Barnhart served as a pit crew member or chief mechanic on IndyCar teams including Patrick Racing, Galles Racing and Team Penske. Teams Barnhart crewed for won two championships and two Indianapolis 500s. In 1990, he suffered minor injuries during a pit fire in Al Unser Jr.'s pit during the Budweiser Grand Prix of Cleveland. In the 1992 Indianapolis 500, Barnhart was the left-rear tire changer on the pit crew of Unser's winning car. In 1993, he served as chief mechanic for Al Unser Sr.'s King Racing, Kenny Bernstein-owned entry.

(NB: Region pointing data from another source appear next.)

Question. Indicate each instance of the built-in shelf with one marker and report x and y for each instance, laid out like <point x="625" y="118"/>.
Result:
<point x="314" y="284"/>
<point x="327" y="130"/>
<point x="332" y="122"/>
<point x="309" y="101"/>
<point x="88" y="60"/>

===IndyCar race director===

For 1994, Barnhart was working for the Indianapolis Motor Speedway as director of race operations. For the 1997 season, Barnhart had been hired by the Indy Racing League (IRL, now IndyCar Series) and was serving as its director of operations. In 2000, Barnhart was promoted to VP of operations. Barnhart would hold the position of race director until 2011. From 2005 to 2007, Barnhart was also president and CEO of the series.

On March 11, 2007, prominent open-wheel journalist Robin Miller reported that the IRL was seeking a new leader for its marketing side and that once found, Barnhart would return to his operations role. Terry Angstadt was subsequently hired to fill the role of President of Marketing Operations of the league and Randy Bernard was hired as CEO, leaving Barnhart to focus on operations.

During the 2011 season, Barnhart was criticized by fans, drivers, and owners, and especially Miller for inconsistencies in his role as chief race steward. For 2012, Barnhart was repurposed to the role of president of operations and strategy and the next year to vice president of competition.

For 2015, he was re-appointed by IndyCar as race director. Among Barnhart's roles in this position was to give final instructions at each driver's meeting before every race, including the public driver's meeting prior to the 2017 Indianapolis 500. He also was given a three-man Stewarding panel that assisted in assessing penalties, instead of being a lone chief steward, as he was through the 2011 season. The panel included former drivers Arie Luyendyk and Max Papis. Upon his departure after 2017, long-time detractor Robin Miller said, "I have to admit he was damn good as race director."

===Team management/race strategist===

For 2018, Barnhart became the president of Harding Racing and remained in the position as it became Harding Steinbrenner Racing. He also served as race strategist for driver Colton Herta, helping the young driver win his third career start. When HSR merged with Andretti Autosport for 2020, the parent team retained Herta and Barnhart.

For 2021 and 2022, Barnhart took a reduced role within Andretti, solely calling strategy for Andretti drivers James Hinchcliffe ('21) and Alexander Rossi ('22).

For 2023, Barnhart joined Arrow McLaren, being named general manager after president Taylor Kiel left the team. His move followed that of Rossi's, for whom he would continue to call strategy.

Barnhart left McLaren after the 2025 season, and joined Rahal Letterman Lanigan Racing as its senior vice president of operations and race strategist for Graham Rahal.

==Personal life==
Barnhart is an Indianapolis native. He graduated from the University of Indianapolis with a degree in political science. As of 2000, he was married and has one daughter.